Docker and WSL
Background
Windows:
A host can have several WSL images. Each one:
- has a name
- can use either WSL 1 or 2
- contains a particular OS and version.
- may or may not contain Docker and (if it contains Docker) Docker Compose. Each of these has a version.
If the user has installed Docker Desktop, there will be a WSL image named 'docker-desktop' containing Docker and Docker Compose
Mac/Linux:
The host may or may not contain Docker and (if it contains Docker) Docker Compose. Each of these has a version.
User configuration options
All platforms:
<dont_use_docker/>
Windows
<dont_use_wsl/>
if set, don't use WSL (and hence don't use Docker)

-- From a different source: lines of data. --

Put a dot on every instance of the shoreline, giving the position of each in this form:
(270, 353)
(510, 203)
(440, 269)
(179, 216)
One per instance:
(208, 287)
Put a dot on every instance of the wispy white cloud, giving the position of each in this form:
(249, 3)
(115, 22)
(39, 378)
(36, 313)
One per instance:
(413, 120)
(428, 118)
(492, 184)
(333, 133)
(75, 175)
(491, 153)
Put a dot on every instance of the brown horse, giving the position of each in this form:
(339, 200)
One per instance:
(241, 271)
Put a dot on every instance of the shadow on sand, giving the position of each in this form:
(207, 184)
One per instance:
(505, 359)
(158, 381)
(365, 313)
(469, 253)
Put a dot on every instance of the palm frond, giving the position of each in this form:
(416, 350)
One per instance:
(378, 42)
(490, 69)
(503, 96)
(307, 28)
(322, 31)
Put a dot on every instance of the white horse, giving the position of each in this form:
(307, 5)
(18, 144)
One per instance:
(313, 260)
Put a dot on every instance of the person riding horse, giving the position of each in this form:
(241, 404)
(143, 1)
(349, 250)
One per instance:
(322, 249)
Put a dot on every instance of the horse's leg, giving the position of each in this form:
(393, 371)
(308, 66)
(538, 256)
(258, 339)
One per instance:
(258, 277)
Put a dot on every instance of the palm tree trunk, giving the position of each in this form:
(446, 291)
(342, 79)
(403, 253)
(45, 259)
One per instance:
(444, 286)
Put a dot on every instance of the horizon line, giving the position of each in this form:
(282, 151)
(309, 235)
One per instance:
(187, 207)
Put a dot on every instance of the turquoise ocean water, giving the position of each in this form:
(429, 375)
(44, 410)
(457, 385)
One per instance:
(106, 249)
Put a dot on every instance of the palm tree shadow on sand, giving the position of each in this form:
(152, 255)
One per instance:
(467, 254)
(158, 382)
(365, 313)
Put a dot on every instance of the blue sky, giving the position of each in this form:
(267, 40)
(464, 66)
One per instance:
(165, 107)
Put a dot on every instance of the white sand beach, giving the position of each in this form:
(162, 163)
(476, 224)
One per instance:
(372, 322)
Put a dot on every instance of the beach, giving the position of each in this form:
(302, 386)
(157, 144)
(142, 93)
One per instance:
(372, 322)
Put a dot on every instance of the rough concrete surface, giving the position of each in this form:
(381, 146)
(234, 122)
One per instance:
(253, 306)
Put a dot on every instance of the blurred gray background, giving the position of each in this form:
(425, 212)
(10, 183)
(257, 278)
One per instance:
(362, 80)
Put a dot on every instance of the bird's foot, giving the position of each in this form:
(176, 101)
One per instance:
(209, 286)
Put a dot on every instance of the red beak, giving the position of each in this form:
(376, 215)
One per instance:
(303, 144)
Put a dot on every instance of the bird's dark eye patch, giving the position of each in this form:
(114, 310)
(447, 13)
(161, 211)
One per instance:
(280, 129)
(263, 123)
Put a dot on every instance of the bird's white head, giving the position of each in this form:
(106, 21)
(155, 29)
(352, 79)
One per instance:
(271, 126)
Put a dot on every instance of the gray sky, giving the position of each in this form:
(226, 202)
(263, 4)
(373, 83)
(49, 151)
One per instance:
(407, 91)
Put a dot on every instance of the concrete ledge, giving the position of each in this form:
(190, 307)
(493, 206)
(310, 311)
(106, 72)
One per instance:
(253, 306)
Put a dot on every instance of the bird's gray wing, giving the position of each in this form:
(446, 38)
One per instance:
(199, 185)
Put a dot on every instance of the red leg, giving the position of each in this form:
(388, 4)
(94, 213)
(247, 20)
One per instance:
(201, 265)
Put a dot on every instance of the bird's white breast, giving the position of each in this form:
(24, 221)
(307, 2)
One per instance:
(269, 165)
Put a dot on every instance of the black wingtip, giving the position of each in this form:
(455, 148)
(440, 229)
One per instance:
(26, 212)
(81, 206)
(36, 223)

<allowed_wsl>name</allowed_wsl>
allow BOINC to use the given WSL image. BOINC is automatically allowed to use the docker-desktop image if it's present.
Apps that use WSL
The whole Windows filesystem is accessible from WSL, so the app can run in the slot directory, accessing only files there and in the project directory.
Apps use a wrapper, wsl_wrapper. This takes a cmdline arg saying which distro to use
On startup, the wrapper runs 'main token' in the container, in the slot dir. This is a shell script that prints its own PID, then prints 'EOM token', then runs the application
so the wrapper knows it's done.
Poll: ps x ; echo token the wrapper parses this to get CPU time and WSS
Suspend/resume: kill SIGSTOP PID ; echo token
Apps that use Docker
There are 2 variants:
regular: the app version includes a complete Docker image
composer: the app version includes a set of layers and a composer script
In both cases the app version includes an executable (generic Linux executable, no BOINC)
Apps use a wrapper, docker_wrapper.
Windows:
docker_wrapper is similar to wsl_wrapper. It picks a WSL image to use (docker-desktop if it exists). If needed it runs composer to build the Docker image (which lives in the slot directory). It runs a Docker command to run the executable. We need to figure out
- how to stop/start the process
- how to get its WSS
Linux/Mac:
docker_wrapper is pretty much like wrapper, except that
- it may need to use Docker composer to build the image
- we need to figure out how to start/stop and get WSS
Scheduler requests
The host_info part of a sched request includes
All hosts:
- whether WSL is allowed
- whether Docker is allowed
Windows:
- a list of WSL images
for each one:
whether we're allowed to us it
WSL 1 or 2
OS name/version
whether Docker and Composer are present, and versions
Note: we can potentially store this info in the DB, maybe the host.serialnum field
non-Windows:
whether Docker and Composer are present, and versions
client_state.xml:
we don't need to include any of this
Plan class names
WSL apps:
<plan_class>
<name>wsl_foo</name>
<wsl/>
<wsl_version>1|2</wsl_version>
[<os_name>regexp</os_name>]
[<min_os_version>N</min_os_version]
</plan_class>
We can have the convention that the name includes 'wsl', but I don't think this matters.
Docker apps:
<plan_class>
<name>docker_foo</name>
<docker/>
[<composer/>]
[<min_docker_version>n</min_docker_version>]
[<min_composer_version>n</min_composer_version>]
</plan_class>
We can have the convention that the name includes 'docker', but I don't think this matters.